Битник Женя включает транзистор и вешает на дерево.
Андрей. А где тут можно напиться, отцы?
Сергей. Чёрт его знает.
Света. А я тоже хочу пить.
Женя. На кладбище, по идее, можно.
Андрей. Вроде неудобно.
Сергей. Неудобно знаешь что?
Андрей. Знаю: спать на потолке.
Сергей. Да, и ещё кое-что.
Андрей (Свете) Пойдём, что ли, напьёмся?
Света. Пойдём.
Андрей прислонил лопату к дереву (но та соскользнула) и пошёл. Света пошла с ним. Ребята снова принялись за работу, кроме битника Жени, который стал возиться с транзистором.
Они медленно идут по кладбищу. Никого нет.
Потом они сворачивают с асфальта на тропинку и идут среди могил. Могилы. Разные. Почти все с оградками.

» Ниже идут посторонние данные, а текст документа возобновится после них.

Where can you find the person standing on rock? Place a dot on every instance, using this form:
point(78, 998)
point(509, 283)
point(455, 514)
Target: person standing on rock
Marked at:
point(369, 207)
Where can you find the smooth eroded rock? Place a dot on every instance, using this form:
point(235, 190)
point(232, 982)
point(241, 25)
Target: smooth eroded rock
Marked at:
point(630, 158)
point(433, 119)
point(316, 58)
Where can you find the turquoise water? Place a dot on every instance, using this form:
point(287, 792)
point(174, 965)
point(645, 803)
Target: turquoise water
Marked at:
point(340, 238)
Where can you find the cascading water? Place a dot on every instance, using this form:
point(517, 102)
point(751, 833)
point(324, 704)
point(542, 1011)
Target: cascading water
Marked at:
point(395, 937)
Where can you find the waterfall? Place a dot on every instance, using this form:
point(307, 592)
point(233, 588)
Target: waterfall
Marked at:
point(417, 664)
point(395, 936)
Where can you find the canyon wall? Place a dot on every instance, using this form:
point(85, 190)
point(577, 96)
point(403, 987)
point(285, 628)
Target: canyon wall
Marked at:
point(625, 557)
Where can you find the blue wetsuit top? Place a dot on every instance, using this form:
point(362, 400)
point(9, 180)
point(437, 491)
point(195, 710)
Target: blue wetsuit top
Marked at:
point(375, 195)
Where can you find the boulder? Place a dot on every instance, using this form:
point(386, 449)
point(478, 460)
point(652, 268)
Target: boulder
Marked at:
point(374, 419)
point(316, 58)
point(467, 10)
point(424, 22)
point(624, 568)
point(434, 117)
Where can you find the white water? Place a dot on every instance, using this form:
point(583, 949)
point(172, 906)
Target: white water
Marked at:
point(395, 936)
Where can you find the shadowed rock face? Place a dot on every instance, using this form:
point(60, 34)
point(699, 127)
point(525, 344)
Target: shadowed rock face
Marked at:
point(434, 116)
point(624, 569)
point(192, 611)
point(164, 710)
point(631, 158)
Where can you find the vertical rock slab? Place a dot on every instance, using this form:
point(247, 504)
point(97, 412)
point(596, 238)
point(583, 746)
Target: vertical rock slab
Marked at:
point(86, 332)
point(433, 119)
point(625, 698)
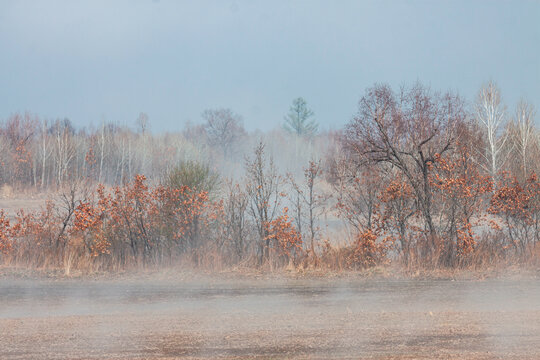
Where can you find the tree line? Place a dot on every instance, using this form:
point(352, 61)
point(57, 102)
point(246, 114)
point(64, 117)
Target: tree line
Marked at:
point(417, 176)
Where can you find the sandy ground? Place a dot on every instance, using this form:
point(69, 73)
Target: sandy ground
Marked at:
point(269, 319)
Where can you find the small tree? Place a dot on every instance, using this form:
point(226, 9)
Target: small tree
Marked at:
point(223, 128)
point(298, 120)
point(262, 188)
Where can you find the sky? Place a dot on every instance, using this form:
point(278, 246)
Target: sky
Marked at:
point(91, 61)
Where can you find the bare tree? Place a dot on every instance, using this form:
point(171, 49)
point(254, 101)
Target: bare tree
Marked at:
point(407, 131)
point(262, 188)
point(308, 202)
point(490, 112)
point(223, 128)
point(522, 129)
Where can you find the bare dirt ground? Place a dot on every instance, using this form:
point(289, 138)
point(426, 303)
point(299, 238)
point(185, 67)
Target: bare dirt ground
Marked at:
point(269, 318)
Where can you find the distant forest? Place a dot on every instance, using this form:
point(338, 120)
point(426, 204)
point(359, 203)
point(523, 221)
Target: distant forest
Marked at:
point(416, 177)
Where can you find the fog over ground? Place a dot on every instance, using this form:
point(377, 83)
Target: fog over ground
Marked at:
point(278, 318)
point(101, 60)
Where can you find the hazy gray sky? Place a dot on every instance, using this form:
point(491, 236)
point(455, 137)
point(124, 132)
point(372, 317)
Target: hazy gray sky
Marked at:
point(88, 60)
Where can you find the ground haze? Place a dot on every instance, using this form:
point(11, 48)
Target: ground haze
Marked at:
point(270, 318)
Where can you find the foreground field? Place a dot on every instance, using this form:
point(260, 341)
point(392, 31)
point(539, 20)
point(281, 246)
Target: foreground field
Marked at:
point(270, 318)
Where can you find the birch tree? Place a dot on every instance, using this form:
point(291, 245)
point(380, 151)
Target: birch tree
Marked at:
point(490, 113)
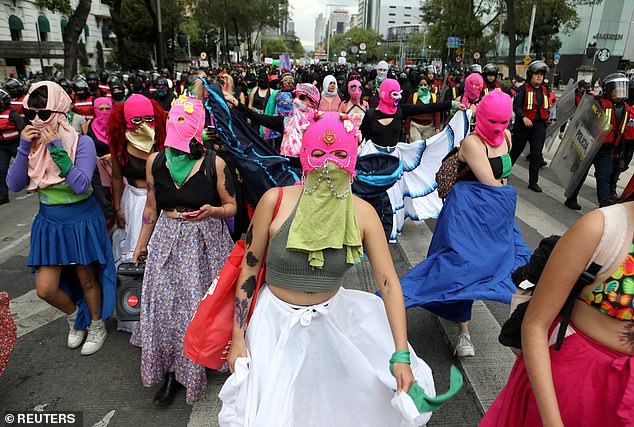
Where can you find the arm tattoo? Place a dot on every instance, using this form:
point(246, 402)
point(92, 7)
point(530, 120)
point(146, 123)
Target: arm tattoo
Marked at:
point(249, 286)
point(249, 238)
point(252, 260)
point(229, 182)
point(148, 220)
point(241, 312)
point(627, 335)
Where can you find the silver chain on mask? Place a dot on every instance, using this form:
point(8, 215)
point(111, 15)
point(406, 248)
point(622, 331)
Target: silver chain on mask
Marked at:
point(323, 174)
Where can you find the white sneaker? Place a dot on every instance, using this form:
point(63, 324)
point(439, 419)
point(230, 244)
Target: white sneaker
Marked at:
point(96, 337)
point(75, 336)
point(464, 347)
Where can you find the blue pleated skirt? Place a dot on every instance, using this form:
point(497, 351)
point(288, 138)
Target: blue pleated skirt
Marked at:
point(475, 247)
point(75, 234)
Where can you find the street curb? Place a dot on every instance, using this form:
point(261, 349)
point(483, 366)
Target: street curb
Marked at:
point(488, 371)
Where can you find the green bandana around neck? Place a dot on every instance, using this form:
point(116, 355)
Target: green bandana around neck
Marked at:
point(180, 164)
point(424, 94)
point(323, 221)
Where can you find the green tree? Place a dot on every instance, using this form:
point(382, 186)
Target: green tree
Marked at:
point(467, 19)
point(551, 17)
point(76, 23)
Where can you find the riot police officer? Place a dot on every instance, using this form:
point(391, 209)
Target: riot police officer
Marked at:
point(531, 106)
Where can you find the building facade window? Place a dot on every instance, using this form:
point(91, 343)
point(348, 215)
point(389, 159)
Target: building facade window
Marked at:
point(16, 27)
point(44, 27)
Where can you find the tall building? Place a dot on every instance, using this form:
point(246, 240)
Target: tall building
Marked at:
point(339, 22)
point(320, 30)
point(31, 38)
point(368, 14)
point(404, 14)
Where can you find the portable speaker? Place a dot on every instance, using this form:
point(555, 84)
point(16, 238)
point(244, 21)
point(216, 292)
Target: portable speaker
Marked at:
point(129, 285)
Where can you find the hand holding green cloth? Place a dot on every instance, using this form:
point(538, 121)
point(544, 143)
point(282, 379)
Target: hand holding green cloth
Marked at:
point(323, 221)
point(61, 158)
point(423, 402)
point(180, 164)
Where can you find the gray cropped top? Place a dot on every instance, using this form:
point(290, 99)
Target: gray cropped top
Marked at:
point(290, 270)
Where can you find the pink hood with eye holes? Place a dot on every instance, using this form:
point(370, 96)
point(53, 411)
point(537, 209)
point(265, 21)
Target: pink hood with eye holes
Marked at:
point(494, 113)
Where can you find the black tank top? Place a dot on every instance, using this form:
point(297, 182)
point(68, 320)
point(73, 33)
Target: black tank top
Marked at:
point(199, 189)
point(134, 169)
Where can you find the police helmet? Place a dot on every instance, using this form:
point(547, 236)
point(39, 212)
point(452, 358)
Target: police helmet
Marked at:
point(536, 67)
point(475, 68)
point(616, 82)
point(490, 69)
point(14, 87)
point(5, 100)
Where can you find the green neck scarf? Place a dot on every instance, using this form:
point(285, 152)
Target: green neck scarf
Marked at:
point(325, 220)
point(180, 164)
point(424, 94)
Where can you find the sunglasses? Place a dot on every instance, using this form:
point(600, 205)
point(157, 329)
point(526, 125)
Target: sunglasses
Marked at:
point(139, 120)
point(42, 114)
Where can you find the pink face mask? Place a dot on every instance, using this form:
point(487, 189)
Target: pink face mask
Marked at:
point(186, 122)
point(355, 91)
point(138, 110)
point(473, 86)
point(334, 137)
point(390, 95)
point(494, 113)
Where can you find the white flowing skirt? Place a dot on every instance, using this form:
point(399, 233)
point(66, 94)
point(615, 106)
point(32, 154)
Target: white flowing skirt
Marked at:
point(325, 365)
point(414, 195)
point(124, 241)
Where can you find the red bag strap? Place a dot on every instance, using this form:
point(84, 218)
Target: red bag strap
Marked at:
point(280, 194)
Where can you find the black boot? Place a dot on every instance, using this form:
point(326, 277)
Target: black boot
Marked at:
point(166, 394)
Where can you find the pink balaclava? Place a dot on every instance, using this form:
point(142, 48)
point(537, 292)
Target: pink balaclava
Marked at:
point(138, 106)
point(332, 134)
point(186, 122)
point(390, 95)
point(355, 91)
point(494, 113)
point(473, 85)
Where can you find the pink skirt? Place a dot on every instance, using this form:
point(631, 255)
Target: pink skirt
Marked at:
point(594, 387)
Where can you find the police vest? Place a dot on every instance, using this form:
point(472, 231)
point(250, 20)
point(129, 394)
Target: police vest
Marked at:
point(530, 102)
point(8, 129)
point(84, 107)
point(18, 106)
point(487, 90)
point(618, 129)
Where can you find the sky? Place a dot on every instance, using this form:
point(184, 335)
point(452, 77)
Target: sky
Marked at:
point(304, 13)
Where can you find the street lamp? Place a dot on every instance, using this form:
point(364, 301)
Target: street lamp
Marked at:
point(329, 27)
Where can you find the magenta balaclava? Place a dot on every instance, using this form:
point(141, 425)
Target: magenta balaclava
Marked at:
point(330, 133)
point(355, 91)
point(494, 113)
point(473, 85)
point(389, 96)
point(137, 106)
point(186, 122)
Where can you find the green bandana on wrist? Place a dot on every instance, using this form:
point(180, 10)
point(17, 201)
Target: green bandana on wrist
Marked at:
point(179, 164)
point(325, 217)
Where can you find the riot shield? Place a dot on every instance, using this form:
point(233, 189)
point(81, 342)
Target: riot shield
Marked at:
point(565, 109)
point(584, 135)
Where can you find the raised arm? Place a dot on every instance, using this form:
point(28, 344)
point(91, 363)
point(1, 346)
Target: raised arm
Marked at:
point(257, 241)
point(150, 214)
point(567, 261)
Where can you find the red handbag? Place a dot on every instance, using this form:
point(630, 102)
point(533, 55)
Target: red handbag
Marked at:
point(208, 336)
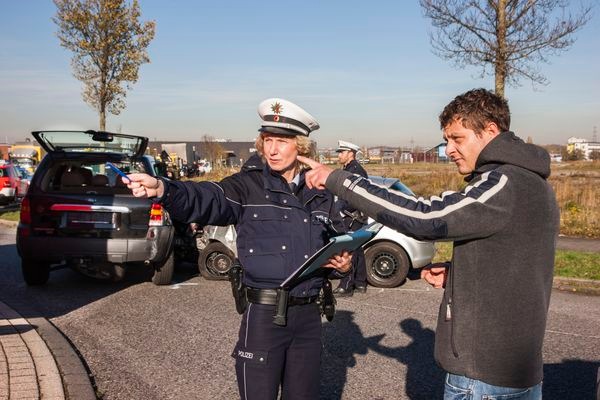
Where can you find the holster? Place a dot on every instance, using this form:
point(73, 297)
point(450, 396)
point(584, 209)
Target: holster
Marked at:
point(280, 317)
point(237, 287)
point(327, 301)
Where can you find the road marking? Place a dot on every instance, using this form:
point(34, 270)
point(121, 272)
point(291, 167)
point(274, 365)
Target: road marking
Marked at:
point(572, 334)
point(179, 285)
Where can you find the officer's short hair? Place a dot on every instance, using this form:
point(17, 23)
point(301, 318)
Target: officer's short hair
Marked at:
point(303, 144)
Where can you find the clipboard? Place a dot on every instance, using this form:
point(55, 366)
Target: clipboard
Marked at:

А есть просто холмик, и ни имени, ни числа.
Все звуки отключены.
Потом они пьют воду, став на колени, из-под крана.
Вовсю разлетаются брызги. Но шума воды не слышно.
Потом они сидят на скамейке, прислонясь спиной к ограде. Рядом памятник с фотографией.
Они молчат. Она склонила голову ему на плечо. Он взял её руку в свою. Как-то нелепо выглядят здесь их джинсы и кеды.
Он склоняет голову на длинные её волосы (они искрятся на солнце) и закрывает глаза…
Немного заслонённая её искрящимися волосами, смотрит с памятника строгая фотография ещё не старой женщины.
Долго смотрит…
«Наступит время, когда мёртвые услышат глас Сына Божия, и услышавши оживут» Иоанн 5.25
И вдруг включаются звуки, шум улицы, машин, звонки трамваев, Ведь кладбище расположено в центре города, рядом со стадионом.
Когда они вернулись, битник Женя снова возился с транзистором, Сергей и Валера играли на траве в карты. Вова пытался ходить на лопатах, как на ходулях, кое-кто просто валялся на траве.
Работу они кончили.
Только два дерева не были окопаны — Андрея и Светы.
Песня Beatles «Birthday»
Четыре пары ног: мужские — женские — мужские — женские.
Они сидят на диване: Слава, Таня, Андрей и Света.
Вечеринка у битника Жени.
Пластинка, кружась, отражается в полированной крышке проигрывателя.
В другой комнате стол. Много бутылок разных, рюмки разного калибра. Посредине «закусь» — ваза с конфетами.